In particular, I decided to refer them to my tale of smuggling a fossil out of Britain. There was no crime in this, but for good and valid scientific reasons, I needed to hoodwink an idiot. When I looked, though, I realised that I have never told that story here, nor is it in my Australian Backyard Earth Scientist.
It is, however, in my Mistaken for Granite, and now, finally, it's here.
Ammonite, Morocco.
Fossils were once
anything that was found buried, including archaeological material, and this
confusion lives on in some quarters, as this true tale will reveal.
In 1993, I was working for the Australian Museum as an
educator, but I had been seconded to an aid project in the Pacific (training
science teachers), and I brought home a pickled Giant African Land Snail.
Knowing these snails ought to be a dubious import into Oz, I
declared it, outlined the preservation methods used to ensure that it was sincerely dead, explained that it was
destined to reside in the Australian Museum, and I was told “You know more
about this than I do. Take it.”
Clearly, I had pre-empted the argument phase, but equally
clearly, I act honestly. That had to change in late April that same year, when
I was forced to get an export safely out of Britain.
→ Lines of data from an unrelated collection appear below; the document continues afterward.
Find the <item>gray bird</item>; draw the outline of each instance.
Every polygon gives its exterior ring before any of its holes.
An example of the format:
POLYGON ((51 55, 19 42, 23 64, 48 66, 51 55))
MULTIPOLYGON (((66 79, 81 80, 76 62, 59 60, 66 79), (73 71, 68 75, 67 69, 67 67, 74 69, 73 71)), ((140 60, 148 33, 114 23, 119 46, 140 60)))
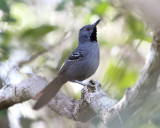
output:
POLYGON ((100 19, 80 29, 78 47, 65 60, 58 76, 41 91, 42 95, 33 109, 37 110, 47 104, 67 81, 82 84, 81 81, 96 72, 100 61, 96 28, 99 22, 100 19))

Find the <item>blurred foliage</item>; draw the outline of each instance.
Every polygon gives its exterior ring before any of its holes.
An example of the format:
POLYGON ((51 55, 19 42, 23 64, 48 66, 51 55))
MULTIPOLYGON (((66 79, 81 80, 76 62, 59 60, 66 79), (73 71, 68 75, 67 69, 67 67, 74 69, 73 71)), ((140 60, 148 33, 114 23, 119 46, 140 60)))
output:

A colleague at the museum, knowing I would be in Edinburgh,
had asked me to courier home a type specimen of a Devonian fish that he had
lodged with the Royal Museums of Scotland in Edinburgh some years earlier.
I agreed, took the right letters to effect the loan,
collected the fossil in bubble wrap and cardboard and set off, with the
appropriate documents saying what it was, and that it was a proper and
legitimate loan.
All was well until I arrived at Heathrow on my way out. As I
had all the papers, and worried that there might be questions if I did not show
what I had, I declared the fish. The customs officer spoke impeccable English
but let us just say that he was clearly of non-British parentage and culture.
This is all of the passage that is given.